Lewis McDonald and his nephew, Brian O’Hara. (Courtesy)

He said his uncle is a low-maintenance guy who doesn’t ask for much. That’s why O’Hara had to fight him to get a new TV. 

“He’s got this little 32-inch TV and the settings were such that it only showed about half the picture on the TV. So I kept saying, ‘You need another TV,'” O’Hara explained. 

O’Hara has always had a great relationship with his uncle. He admires his sacrifice and humor and was taught by his dad to respect the older generations.

So O’Hara went to the Best Buy in Traverse City, determined to get his uncle a new TV, despite McDonald’s objection and the fact O’Hara didn’t have a ton of money.

“I was trying to talk to salesman down another $20 on a thing. And he says, ‘Well, I can’t approve that. The manager would have to,'” O’Hara said. “The manager comes over and I tell him what I’m looking for and I tell him who it’s for and that there’s a World War II B-17 bomber pilot.”

O’Hara said he could tell the manager, Tim, was interested in helping. Tim went to the back of the store and told O’Hara to find him in the front before he left. What was waiting was a 50-inch ultra-high-definition Samsung TV — for free.

“He says, ‘We’ve got to take care of our veterans and especially the World War II veterans,'” O’Hara recalled.

Tim is a veteran himself, a former Marine. He couldn’t have had any idea what his gift would grow to.

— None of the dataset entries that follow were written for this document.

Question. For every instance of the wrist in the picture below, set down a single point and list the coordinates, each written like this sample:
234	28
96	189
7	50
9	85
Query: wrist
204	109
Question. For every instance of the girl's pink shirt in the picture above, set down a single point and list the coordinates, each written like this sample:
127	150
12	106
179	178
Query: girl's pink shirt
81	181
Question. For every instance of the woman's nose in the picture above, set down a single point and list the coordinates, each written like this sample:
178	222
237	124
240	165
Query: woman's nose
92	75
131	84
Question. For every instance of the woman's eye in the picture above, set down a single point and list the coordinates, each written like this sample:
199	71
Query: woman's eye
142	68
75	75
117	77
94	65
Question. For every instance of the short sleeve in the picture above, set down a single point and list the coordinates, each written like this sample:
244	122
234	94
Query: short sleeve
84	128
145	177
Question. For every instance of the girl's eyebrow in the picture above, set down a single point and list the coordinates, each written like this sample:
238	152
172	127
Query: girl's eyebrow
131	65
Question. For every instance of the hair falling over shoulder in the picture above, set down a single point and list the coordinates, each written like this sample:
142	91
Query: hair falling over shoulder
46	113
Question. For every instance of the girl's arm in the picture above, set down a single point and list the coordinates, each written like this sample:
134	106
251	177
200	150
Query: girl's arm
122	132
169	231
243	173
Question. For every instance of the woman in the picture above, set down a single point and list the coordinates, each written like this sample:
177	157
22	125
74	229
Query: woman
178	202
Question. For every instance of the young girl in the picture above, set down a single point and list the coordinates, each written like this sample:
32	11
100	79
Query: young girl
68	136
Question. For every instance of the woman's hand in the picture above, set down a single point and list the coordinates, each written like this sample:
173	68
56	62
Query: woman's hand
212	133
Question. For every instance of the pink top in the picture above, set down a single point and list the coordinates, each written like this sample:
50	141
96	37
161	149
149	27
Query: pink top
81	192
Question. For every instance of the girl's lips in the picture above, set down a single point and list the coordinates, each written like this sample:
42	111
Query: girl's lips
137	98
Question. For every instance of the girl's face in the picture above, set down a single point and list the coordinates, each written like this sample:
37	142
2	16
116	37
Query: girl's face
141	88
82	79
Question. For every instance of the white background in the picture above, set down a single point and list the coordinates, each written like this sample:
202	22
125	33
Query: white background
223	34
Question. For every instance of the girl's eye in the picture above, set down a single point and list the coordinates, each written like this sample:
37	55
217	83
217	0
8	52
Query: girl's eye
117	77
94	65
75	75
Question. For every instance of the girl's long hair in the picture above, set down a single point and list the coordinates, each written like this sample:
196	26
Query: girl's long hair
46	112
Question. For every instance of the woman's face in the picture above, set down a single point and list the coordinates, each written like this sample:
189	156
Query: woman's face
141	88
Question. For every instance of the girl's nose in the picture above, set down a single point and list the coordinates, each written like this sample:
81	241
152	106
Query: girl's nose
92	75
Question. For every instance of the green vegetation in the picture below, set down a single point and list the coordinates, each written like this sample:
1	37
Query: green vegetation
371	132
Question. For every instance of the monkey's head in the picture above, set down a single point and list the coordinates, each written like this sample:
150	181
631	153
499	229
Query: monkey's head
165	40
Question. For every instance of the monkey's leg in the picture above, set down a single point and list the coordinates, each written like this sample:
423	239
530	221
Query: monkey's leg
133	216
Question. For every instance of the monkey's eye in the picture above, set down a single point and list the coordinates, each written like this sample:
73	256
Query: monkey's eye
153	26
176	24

After driving the TV to the living facility and slipping the maintenance guy a $20 to set it up, O’Hara says his uncle was giddy.

“(McDonald) was like, ‘This is my baby, nobody’s taking it away from me.’ It made me very happy and it made my day,” O’Hara said. “I should be thanking him and thanking the Best Buy guy for making me feel like I have some value still on my retirement.”

Days later, there they gathered, huddled near the entryway to a living facility they haven’t been able to go to, watching their dad, uncle, grandpa and great-grandpa answer questions about service, sacrifice and a new TV.

It was the gift Tim the Best Buy manager and Marine veteran hadn’t meant to give: family, gathered together for perhaps the first and last time of 2020; smiling, laughing, and enjoying the man they love so dearly.

It’s a reminder that sometimes life’s clearest picture comes from opening our eyes to unintended gifts.